CloudCall Group's shares dived on Wednesday after its profits were all but wiped away by an increase in administrative costs and cost of sales.

The cloud-based software business saw its revenue climb to £110.1m over the course of 2018, an increase of 13% compared to the year before, but this was more than offset by a 26% jump in cost of sales to £69.0m and a 7% jump in administrative expenses to £41.0m.

The AIM traded company said it footed exceptional costs that included £3.5m in relation to restructuring activities in Europe and the UK, which it said has streamlined operations and is expected to generate annual cost savings of between £4.0m and £4.5m.

Consequently, profit before tax was greatly reduced from £3.8m to £0.3m, while Cloudcall had cash and cash equivalents of £26.0m at the end of the year, down from £31.5m at the same point the year before.

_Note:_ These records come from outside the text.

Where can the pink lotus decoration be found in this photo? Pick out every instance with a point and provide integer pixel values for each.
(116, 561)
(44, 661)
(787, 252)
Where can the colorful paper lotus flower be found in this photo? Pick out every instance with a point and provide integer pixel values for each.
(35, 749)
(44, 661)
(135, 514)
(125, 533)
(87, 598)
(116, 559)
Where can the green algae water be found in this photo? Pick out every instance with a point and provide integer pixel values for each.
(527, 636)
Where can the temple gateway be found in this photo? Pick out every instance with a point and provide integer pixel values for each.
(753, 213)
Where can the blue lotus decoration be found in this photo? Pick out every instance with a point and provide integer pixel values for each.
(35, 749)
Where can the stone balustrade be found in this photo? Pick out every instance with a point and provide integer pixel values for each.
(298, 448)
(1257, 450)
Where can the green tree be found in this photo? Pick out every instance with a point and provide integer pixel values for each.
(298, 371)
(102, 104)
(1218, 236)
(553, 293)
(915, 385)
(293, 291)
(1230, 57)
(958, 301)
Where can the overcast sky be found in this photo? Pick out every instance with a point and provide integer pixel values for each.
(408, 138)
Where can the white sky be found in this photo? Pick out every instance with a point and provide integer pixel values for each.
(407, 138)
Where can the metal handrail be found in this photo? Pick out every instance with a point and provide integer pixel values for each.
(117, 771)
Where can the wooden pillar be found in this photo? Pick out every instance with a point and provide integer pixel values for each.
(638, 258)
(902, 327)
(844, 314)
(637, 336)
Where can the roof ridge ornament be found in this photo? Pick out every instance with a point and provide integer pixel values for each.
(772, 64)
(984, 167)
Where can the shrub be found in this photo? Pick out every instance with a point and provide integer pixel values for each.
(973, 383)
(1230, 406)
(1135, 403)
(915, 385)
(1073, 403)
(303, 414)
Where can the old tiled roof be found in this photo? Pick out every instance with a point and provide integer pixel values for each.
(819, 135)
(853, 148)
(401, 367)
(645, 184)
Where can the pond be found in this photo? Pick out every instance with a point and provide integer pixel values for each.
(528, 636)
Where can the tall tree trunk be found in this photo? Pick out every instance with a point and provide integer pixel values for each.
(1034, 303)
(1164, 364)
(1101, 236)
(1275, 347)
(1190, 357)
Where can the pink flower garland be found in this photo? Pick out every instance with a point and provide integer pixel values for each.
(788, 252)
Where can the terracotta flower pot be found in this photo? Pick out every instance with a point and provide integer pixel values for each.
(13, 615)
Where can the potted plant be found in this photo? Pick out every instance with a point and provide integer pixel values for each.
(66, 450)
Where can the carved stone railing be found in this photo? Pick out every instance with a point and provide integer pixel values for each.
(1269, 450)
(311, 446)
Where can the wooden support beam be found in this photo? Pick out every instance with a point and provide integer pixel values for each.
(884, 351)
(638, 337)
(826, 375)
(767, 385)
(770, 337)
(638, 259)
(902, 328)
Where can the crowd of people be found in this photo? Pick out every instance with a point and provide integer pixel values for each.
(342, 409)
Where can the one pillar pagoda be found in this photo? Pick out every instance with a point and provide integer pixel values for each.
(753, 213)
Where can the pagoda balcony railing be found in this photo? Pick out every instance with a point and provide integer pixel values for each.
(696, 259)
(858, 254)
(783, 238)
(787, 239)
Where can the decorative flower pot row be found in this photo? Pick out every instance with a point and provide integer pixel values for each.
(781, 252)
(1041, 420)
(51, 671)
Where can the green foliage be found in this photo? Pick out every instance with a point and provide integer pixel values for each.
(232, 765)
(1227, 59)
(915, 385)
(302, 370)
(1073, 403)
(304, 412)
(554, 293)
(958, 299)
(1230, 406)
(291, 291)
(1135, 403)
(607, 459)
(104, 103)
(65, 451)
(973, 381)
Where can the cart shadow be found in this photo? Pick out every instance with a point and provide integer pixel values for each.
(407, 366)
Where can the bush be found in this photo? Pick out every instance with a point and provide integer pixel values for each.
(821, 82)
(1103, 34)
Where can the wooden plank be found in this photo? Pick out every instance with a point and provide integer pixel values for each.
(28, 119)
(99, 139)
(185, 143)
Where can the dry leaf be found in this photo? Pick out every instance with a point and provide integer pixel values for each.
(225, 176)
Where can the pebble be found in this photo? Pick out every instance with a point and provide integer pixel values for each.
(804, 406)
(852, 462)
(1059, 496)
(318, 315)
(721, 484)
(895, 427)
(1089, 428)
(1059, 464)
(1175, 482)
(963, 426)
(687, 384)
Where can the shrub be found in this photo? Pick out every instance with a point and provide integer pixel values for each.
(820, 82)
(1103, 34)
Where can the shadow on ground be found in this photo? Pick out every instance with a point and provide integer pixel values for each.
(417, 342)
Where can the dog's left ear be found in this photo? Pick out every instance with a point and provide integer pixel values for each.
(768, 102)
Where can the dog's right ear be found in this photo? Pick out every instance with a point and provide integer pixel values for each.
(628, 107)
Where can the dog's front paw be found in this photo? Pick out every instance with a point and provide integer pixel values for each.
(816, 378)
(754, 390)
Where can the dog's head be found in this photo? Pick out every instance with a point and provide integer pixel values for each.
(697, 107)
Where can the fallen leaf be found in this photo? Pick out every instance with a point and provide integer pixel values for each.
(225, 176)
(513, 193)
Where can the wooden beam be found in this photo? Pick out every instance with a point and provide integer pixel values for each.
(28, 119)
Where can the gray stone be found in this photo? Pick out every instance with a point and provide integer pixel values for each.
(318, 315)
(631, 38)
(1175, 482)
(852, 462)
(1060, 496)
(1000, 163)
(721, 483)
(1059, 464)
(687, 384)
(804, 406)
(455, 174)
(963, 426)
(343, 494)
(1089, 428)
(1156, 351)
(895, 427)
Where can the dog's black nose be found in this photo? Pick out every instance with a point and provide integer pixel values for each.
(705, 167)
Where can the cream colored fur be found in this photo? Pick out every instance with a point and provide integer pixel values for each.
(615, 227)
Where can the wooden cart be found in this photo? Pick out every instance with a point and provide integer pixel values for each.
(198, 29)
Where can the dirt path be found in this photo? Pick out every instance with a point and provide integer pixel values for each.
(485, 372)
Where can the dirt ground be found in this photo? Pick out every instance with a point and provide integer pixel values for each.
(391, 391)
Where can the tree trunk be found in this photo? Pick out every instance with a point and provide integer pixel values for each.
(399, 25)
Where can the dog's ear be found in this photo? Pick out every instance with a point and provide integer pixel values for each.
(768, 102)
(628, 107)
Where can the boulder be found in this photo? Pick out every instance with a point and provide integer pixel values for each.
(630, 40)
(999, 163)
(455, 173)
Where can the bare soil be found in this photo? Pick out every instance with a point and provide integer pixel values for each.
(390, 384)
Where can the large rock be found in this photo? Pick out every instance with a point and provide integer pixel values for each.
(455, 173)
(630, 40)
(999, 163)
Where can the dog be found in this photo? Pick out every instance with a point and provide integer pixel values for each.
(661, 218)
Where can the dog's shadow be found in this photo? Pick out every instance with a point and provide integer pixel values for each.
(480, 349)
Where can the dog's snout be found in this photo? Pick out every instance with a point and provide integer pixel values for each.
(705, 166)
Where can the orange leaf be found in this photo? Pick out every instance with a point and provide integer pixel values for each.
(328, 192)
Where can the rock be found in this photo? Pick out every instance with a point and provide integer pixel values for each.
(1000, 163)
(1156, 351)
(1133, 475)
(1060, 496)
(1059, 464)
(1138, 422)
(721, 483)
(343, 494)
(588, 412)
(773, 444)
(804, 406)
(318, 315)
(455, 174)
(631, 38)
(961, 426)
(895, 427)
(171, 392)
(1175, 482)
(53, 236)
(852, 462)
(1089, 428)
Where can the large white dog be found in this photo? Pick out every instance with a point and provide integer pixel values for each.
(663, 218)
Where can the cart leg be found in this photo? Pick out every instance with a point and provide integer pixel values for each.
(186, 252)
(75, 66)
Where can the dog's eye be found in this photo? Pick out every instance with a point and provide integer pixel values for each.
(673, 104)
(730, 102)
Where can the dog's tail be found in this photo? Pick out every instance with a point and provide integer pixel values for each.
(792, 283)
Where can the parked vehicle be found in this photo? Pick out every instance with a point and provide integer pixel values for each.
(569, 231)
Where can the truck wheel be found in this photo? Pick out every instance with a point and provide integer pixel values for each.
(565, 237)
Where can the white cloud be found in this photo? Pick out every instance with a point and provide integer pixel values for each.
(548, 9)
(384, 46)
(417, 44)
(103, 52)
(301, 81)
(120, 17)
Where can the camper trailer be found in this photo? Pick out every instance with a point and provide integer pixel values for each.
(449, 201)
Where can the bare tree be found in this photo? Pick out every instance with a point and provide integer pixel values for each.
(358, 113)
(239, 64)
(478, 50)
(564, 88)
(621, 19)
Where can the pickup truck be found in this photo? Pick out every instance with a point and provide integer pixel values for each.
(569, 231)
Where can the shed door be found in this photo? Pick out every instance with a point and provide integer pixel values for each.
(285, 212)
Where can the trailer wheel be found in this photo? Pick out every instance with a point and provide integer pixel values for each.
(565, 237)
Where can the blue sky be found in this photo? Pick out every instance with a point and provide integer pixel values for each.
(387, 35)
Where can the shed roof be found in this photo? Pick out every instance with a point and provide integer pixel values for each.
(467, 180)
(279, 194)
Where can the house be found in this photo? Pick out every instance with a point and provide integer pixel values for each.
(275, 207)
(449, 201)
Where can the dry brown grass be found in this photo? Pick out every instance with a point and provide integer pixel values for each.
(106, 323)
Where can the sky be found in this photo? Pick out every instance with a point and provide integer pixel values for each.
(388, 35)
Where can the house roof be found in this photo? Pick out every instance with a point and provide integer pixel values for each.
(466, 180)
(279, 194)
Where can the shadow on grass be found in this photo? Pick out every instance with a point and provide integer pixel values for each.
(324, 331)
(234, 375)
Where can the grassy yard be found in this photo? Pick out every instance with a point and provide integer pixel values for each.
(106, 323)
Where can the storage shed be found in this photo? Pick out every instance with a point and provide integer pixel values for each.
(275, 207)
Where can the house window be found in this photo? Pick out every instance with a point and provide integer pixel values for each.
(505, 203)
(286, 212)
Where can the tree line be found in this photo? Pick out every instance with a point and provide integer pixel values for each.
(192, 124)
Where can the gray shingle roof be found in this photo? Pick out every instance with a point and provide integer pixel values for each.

Jason Walsh, chief executive of CloudCall, said: "2018 has been a year of continued strong progress for the business. We have stayed true to the core principles of our strategy and have delivered strong revenue growth and fundamentally shifted the dynamics of the business. We have the platform to seize the opportunities that exist with our partners to provide them with the products and services we excel in."

Worldwide customer numbers grew by 50% to 8.2m, led by increases in India and Turkey, while the company made strategic investments in cyber risk management technology developer KYND, key cover provider Valeos and Indian business process management company Globiva.

For the current year, CloudCall said it will make further moves in India and China after having gained a South East Asian commercial hub after incorporating a new business in Singapore.

The outfit also said it is "ideally placed" to effectively respond to Brexit, which it does not anticipate having a significant impact on day-to-day operations.

"Our global footprint is expanding gradually and we are continuing to deepen our partner and product reach in markets where we see significant growth potential. We are growing strongly in India and Turkey and are excited about our recent launch into Bangladesh and the prospects for our Chinese business now the technical infrastructure is complete. We are looking to the future with increasing confidence and expect further strong strategic and operational progress in 2019," said Walsh.

CloudCall's shares were down 15.38% at 88.00p at 0935 GMT.